Why does writers' block rear its ugly head? I'm going along with the analysis that it can serve a purpose. If you're stuck on your writing, especially a novel, it's part of the writing process; the deal when you take up the challenge of your writing project.
I am slowly realising that my children's novel by the end of chapter two needs a much more detailed plot, despite how the narrative is developing naturally. Somehow, I liked the unknown; the surprises that made the writing sweet and although I've written character sketches and a draft synopsis, more of this type of work is required so that I know more - the bare bones of the story needs some flesh.

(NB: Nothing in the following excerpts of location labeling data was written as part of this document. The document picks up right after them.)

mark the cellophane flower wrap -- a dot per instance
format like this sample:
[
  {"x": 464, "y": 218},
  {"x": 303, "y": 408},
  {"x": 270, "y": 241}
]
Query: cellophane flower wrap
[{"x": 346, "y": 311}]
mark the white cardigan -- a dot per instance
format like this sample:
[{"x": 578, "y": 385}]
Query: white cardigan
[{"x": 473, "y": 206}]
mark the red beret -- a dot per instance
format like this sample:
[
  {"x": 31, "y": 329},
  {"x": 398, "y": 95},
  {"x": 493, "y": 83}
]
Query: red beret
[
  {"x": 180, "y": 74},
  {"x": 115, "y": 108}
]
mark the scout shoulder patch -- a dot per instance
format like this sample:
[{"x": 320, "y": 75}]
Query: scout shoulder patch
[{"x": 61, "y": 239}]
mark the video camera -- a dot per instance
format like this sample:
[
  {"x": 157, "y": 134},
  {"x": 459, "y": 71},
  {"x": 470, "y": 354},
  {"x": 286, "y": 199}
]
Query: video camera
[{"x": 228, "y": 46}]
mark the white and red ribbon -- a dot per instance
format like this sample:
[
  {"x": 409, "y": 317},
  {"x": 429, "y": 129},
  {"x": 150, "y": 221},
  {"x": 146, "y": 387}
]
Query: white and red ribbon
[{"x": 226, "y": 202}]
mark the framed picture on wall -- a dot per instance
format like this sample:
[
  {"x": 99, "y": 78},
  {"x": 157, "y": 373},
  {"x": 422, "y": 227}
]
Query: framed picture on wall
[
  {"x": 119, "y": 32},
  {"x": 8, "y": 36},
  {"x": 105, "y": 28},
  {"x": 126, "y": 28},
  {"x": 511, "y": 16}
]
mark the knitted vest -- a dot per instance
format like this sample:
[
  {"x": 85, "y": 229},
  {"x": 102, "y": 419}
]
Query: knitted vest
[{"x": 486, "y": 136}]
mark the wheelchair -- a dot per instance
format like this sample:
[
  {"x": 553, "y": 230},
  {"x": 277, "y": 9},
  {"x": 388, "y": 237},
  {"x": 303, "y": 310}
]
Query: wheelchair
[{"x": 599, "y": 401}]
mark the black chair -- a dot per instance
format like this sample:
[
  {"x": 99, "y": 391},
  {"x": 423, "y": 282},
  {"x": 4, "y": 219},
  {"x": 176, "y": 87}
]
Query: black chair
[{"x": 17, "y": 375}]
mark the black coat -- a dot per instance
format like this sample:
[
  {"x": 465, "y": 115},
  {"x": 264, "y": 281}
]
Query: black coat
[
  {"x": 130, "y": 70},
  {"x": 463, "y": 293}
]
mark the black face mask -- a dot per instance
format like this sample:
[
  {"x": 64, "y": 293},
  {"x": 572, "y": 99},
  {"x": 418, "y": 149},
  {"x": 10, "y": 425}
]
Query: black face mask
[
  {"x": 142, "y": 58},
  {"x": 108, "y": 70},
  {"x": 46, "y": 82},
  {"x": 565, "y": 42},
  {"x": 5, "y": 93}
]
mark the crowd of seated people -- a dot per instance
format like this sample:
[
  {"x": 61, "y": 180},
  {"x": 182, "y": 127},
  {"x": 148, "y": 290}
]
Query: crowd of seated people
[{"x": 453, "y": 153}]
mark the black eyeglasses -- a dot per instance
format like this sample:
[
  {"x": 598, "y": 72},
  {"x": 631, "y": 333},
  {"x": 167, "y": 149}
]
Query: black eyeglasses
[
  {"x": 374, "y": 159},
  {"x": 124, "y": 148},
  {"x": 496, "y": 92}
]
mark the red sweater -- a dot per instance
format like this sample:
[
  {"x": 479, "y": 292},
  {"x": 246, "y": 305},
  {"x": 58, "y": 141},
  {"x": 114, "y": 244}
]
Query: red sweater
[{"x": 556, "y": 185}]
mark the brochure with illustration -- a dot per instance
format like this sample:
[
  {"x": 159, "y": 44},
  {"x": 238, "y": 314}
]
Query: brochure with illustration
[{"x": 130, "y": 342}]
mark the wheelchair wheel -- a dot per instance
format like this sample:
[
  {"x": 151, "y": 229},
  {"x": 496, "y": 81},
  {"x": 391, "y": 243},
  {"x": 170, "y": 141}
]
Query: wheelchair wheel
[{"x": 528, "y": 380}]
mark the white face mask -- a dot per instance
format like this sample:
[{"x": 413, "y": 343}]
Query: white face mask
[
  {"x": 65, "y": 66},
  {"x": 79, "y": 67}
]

So back to my original question - bare with me as there is a link to the writers' block issue. At the back of my mind while I put down those words is this entity out there - the publisher. And I hear you say, "But, you've only just got chapter two sorted!" Well, yes, I know but if you claim to be a writer there is always some form of homework to do - the research that is. I've done the children's writing course, browsed the Internet at the mass of children's book publishers, which alone is particularly revealing as I observe the range of children's books out there in the shops, on Kindle, etc. It's important to keep in the loop.
As I've independently edited and produced three anthologies of creative writing (poetry, personal essays), the experience of self-publishing my novel on say Amazon's Kindle seems a rather more attractive and feasible option and in some ways could be seen as experimenting with the E-Book market.
So, on that note, I'm going to pull myself out of the writers' block zone and get on with the joy (and pain) of writing my children's story without that haunting feeling of a publisher out there which really is an unknown.